Morto Igor Protti, l’ultimo messaggio ai tifosi commuove il calcio italiano

Il mondo del calcio è in lutto per la  morte di Igor Protti. L’ex attaccante del Napoli, Messina, Bari, Lazio, Livorno e Reggiana stava affrontando da molto tempo una grave malattia al colon. Aveva 58 anni. A dare la notizia più triste è stata la sua famiglia, con un messaggio che ha lasciato senza parole tifosi e appassionati.

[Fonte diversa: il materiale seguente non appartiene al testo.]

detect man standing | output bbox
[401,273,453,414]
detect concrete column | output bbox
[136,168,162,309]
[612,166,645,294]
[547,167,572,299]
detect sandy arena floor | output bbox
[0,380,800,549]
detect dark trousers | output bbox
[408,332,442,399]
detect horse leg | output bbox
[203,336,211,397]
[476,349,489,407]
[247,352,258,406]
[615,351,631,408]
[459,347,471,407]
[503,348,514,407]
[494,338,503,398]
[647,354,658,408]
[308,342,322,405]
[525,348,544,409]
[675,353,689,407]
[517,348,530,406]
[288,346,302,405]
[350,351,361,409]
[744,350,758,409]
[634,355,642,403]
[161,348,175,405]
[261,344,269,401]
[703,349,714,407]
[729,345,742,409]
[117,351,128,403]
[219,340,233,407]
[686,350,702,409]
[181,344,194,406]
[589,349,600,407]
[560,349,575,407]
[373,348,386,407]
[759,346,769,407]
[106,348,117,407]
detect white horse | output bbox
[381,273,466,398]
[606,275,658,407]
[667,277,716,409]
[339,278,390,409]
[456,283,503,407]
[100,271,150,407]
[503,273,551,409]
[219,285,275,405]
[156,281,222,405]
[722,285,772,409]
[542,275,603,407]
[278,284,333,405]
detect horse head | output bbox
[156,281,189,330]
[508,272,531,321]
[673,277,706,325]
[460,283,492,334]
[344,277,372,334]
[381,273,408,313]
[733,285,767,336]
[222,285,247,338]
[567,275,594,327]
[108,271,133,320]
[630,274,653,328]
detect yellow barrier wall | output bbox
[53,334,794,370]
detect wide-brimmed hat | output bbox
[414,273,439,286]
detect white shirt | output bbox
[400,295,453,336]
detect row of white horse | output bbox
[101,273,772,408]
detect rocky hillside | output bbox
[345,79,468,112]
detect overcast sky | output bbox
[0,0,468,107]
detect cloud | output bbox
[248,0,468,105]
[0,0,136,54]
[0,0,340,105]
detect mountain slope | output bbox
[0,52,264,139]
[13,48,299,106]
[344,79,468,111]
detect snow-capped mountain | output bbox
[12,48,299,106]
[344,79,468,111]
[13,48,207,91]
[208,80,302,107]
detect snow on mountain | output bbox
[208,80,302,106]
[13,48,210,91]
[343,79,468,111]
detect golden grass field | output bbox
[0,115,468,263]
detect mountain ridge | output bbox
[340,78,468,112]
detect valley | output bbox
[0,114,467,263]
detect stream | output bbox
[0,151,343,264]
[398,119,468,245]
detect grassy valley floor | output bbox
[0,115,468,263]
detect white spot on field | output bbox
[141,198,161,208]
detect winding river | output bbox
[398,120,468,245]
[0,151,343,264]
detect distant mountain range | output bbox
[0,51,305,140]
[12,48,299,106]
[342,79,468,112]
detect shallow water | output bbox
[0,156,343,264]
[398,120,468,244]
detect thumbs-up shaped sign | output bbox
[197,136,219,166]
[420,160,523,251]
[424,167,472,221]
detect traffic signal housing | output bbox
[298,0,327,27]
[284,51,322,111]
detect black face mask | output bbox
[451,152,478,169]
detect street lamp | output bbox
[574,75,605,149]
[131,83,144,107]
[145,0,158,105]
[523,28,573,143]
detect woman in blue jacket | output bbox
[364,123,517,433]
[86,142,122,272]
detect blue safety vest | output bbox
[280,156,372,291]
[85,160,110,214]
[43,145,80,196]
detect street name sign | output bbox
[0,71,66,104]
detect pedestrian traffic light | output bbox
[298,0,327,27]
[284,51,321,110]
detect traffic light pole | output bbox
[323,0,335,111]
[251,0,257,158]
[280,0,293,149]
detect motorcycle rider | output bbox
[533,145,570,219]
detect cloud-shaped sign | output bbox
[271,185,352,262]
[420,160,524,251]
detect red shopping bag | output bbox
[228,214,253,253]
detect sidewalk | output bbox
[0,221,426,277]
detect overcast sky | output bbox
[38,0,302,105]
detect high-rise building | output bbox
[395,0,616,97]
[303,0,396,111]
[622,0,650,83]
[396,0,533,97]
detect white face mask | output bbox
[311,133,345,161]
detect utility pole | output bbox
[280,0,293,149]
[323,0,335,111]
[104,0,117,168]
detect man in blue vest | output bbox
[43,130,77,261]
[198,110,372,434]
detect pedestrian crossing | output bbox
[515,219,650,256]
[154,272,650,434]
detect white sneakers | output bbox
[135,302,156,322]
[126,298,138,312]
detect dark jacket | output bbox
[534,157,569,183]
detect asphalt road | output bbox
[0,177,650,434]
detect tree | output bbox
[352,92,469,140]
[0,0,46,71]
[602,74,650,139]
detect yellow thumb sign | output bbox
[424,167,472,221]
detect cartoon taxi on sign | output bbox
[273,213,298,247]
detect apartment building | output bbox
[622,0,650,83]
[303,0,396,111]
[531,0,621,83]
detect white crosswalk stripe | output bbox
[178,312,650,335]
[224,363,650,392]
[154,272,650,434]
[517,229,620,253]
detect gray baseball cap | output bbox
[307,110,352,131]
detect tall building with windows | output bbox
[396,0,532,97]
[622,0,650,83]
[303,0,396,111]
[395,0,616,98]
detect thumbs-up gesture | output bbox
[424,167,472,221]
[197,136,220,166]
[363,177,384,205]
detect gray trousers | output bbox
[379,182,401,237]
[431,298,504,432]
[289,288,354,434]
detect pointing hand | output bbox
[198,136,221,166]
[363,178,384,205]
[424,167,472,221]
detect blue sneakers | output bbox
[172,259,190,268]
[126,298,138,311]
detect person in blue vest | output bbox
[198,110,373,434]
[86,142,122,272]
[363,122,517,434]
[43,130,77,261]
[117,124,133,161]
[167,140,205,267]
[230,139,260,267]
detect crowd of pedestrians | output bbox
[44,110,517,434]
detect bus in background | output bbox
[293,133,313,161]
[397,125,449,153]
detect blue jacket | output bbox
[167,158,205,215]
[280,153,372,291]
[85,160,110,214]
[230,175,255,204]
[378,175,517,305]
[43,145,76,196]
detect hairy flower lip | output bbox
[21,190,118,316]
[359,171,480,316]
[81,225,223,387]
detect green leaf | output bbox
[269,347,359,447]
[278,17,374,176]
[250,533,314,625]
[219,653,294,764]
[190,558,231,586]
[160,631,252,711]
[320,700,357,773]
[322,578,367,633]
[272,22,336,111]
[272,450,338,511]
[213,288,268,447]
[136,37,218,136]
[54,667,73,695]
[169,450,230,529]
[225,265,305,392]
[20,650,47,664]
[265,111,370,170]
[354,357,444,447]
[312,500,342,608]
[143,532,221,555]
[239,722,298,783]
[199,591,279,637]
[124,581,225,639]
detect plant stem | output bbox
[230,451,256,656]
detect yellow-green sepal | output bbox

Con immenso dolore la famiglia comunica che Igor stanotte ci ha lasciati”. I familiari dell’ex capocannoniere della Serie A, hanno spiegato che è stato proprio lui a voler salutare i suoi tifosi per l’ultima volta attraverso i social. “Ha voluto lasciarvi questo saluto che come da sue volontà condividiamo”. 

L’ultimo messaggio ai tifosi

Questo splendido viaggio, come ogni partita, è arrivato al fischio finale – ha scritto Protti nel suo ultimo messaggio ai fan – Difficile trovare parole che possano spiegarlo, l’unica cosa che posso fare è ringraziare la mia grande e meravigliosa famiglia che ho adorato”. 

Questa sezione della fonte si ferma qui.